Sausage Party opens with a scene that could have come straight for a heart-warming Pixar film.  It’s morning and, in a gigantic grocery store called Shopwell’s, all of the grocery items are excited about the start of a new day.  The hot dogs are singing.  The buns are harmonizing.  The produce is bragging about how fresh they are.  Everyone is hoping that this will be the day that they are selected to leave the aisles of Shopwell’s and that they’ll be taken to the Great Beyond.  At Shopwell’s, shoppers are viewed as being Gods and being selected by a God means…

…well, no one is quite sure what it means but everyone’s sure that it has to be something good.  Surely, the Great Beyond couldn’t be something terrible, right?  At least, that’s what everyone assumes until a previously purchased jar of Honey Mustard returns to the store and tells a hot dog named Frank (voiced by Seth Rogen, who also co-wrote the film) that the Great Beyond is a lie.  The Great Beyond is not a paradise.  Instead, it’s something terrible.  Before Honey Mustard can be persuaded to give more details, it leaps off the shelf, choosing suicide over being restocked.

What could it all mean?  Well, there’s not too much time to worry about that because, even as Honey Mustard is committing suicide, a customer is selecting both Frank and Frank’s girlfriend, a bun named Brenda (Kristin Wiig).  They’re going to the Great Beyond together!  Yay!  Except…

…calamity!  A shopping cart collision leads to both Frank and Brenda being thrown to the floor.  While their friends are taken to the Great Beyond, Frank and Brenda are left to wander the store.  It turns out that Shopwell’s really comes alive after the lights go down and the doors are locked.  All of the grocery items leave their shelves and have one big party.  Frank seeks answers about the Great Beyond from a bottle of liquor named Firewater (Bill Hader).  Firewater has all the answers but you need to be stoned to truly understand.  This is a Seth Rogen movie, after all.  Meanwhile…
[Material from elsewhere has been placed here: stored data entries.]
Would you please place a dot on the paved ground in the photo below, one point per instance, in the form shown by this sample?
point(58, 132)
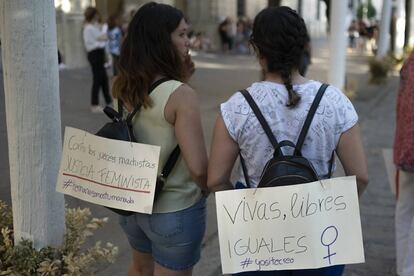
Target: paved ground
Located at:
point(216, 78)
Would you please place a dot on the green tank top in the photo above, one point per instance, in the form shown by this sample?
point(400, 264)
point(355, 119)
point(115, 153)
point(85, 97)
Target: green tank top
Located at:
point(150, 127)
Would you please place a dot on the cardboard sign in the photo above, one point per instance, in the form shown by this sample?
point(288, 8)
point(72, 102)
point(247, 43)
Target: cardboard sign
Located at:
point(108, 172)
point(302, 226)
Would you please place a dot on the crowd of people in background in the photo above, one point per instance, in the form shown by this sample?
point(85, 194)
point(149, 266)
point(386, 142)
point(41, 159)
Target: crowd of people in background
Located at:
point(363, 35)
point(235, 37)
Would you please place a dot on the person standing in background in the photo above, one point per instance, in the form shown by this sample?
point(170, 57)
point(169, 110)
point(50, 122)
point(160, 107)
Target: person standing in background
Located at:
point(279, 39)
point(95, 39)
point(114, 40)
point(404, 161)
point(156, 49)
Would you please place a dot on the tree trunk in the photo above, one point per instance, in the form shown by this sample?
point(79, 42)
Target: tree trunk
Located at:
point(31, 85)
point(337, 44)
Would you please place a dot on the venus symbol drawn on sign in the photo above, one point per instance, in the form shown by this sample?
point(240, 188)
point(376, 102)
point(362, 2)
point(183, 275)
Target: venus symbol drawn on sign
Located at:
point(328, 237)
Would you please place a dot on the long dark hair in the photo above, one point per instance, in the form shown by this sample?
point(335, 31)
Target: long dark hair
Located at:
point(280, 36)
point(147, 51)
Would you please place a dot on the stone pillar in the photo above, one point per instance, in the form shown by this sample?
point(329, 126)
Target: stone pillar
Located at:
point(205, 16)
point(253, 7)
point(384, 31)
point(31, 86)
point(337, 44)
point(69, 28)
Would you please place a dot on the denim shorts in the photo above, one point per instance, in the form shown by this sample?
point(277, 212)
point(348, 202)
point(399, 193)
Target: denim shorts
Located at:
point(173, 239)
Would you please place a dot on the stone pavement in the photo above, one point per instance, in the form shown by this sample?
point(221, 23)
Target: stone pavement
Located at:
point(216, 78)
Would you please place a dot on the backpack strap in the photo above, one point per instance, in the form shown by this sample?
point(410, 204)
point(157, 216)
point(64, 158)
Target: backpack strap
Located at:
point(173, 157)
point(244, 168)
point(309, 118)
point(169, 165)
point(138, 107)
point(263, 122)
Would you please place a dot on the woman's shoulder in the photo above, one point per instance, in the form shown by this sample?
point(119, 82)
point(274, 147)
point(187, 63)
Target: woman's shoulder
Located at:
point(332, 93)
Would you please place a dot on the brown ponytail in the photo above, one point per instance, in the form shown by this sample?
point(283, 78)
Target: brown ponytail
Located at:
point(294, 97)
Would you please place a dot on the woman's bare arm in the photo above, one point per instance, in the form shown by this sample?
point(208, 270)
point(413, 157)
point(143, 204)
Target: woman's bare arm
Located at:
point(182, 110)
point(223, 154)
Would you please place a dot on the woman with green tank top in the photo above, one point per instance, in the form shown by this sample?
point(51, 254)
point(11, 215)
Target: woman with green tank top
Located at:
point(167, 242)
…Frank’s friends, the ones who survived the earlier cart collision, are discovering that the Great Beyond is not what they thought it was…

I apologize for all the ellipses but Sausage Party is the kind of movie that warrants them.  This is a rambling, occasionally uneven, and often hilariously funny little movie.  (I know that there were allegations that the film’s animators were treated horribly.  That’s sad to hear, not least because they did a truly wonderful job.)  Sausage Party was perhaps the ultimate stoner film of 2016, a comedy with a deeply philosophical bent that plays out with a logic that feels both random and calculated at the same time.

(If you’ve ever had the three-in-the-morning conversation about “What if our entire universe is just a speck of dust in a bigger universe?”, you’ll immediately understand what Sausage Party is trying to say.)

It’s also an amazingly profane little movie but again, that’s a huge reason why it works.  Yes, a lot of the humor is juvenile and hit-and-miss.  (I cringed whenever the film’s nominal villain, a douche voiced by Nick Kroll, showed up.)  But for every joke that misses, there’s a joke that works perfectly.  Interestingly, for all the silliness that’s inherent in the idea of making a film about talking grocery items, there’s a strain a very real melancholy running through Sausage Party.  Sausage Party may be a dumb comedy but that doesn’t mean that it doesn’t have a lot on its mind.

Since it’s a Seth Rogen film, the cast is full of familiar voices.  Yes, James Franco can be heard.  So can Paul Rudd, Danny McBride, Salma Hayek, Edward Norton, Jonah Hill, and Craig Robinson.  They all sound great, bringing vibrant life to the film’s collection of consumables and condiments.

Sausage Party.  After watching it, it’s possible you’ll never eat another hot dog.